For the past nine months I’ve been part of the Tower Hamlets Fairness Commission, trying to help the borough identify and address some of the key issues around wealth and poverty in this most unequal of communities. We published our report earlier this week.

The commission didn’t major on child poverty in its report, but you can’t escape the fact that Tower Hamlets is the child poverty capital of the UK, with more than four in 10 children living below the breadline.

That figure is bad enough but the reality behind it is worse – it means children going without food or clothing, or becoming socially isolated as they can’t afford to join in with friends’ activities, or living in poor quality housing, or not being warm in the winter.

It means living with family pressures as tensions surface within impoverished families, and it means a greater likelihood of being bullied as a child’s poverty becomes increasingly visible to their peers.

Worse still, poverty for children ends up becoming a state of mind as well as body, an identity trap which affects their chances for life.

So I for one punched the air in delight when the government announced the recent policy change which will give a free school meal to every child under the age of seven from next year.

This has been a campaigning success for the Children’s Society and other child welfare groups.
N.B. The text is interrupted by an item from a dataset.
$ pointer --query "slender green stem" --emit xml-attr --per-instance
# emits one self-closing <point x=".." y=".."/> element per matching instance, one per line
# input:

The cost of this – little more than £400 per child per year – doesn’t sound much but it’s a massive boost to families who are struggling. And, by making it ‘universal’, removes any stigma around free school meals.

The all-too-common assumption is that children are poor due to the fault of “feckless” parents.

In fact, nearly two-thirds of the children in low-income households live in families where at least one of the adults is in paid work.

But if you have a parent working more than 16 hours each week, you have not been entitled to a free school meal.

Until now.

It is a shameful fact that amid the enormous wealth of Tower Hamlets so many of our children go hungry. This policy change will make a big difference for many of them. It’s a small step but an important one. Don’t let it be our last.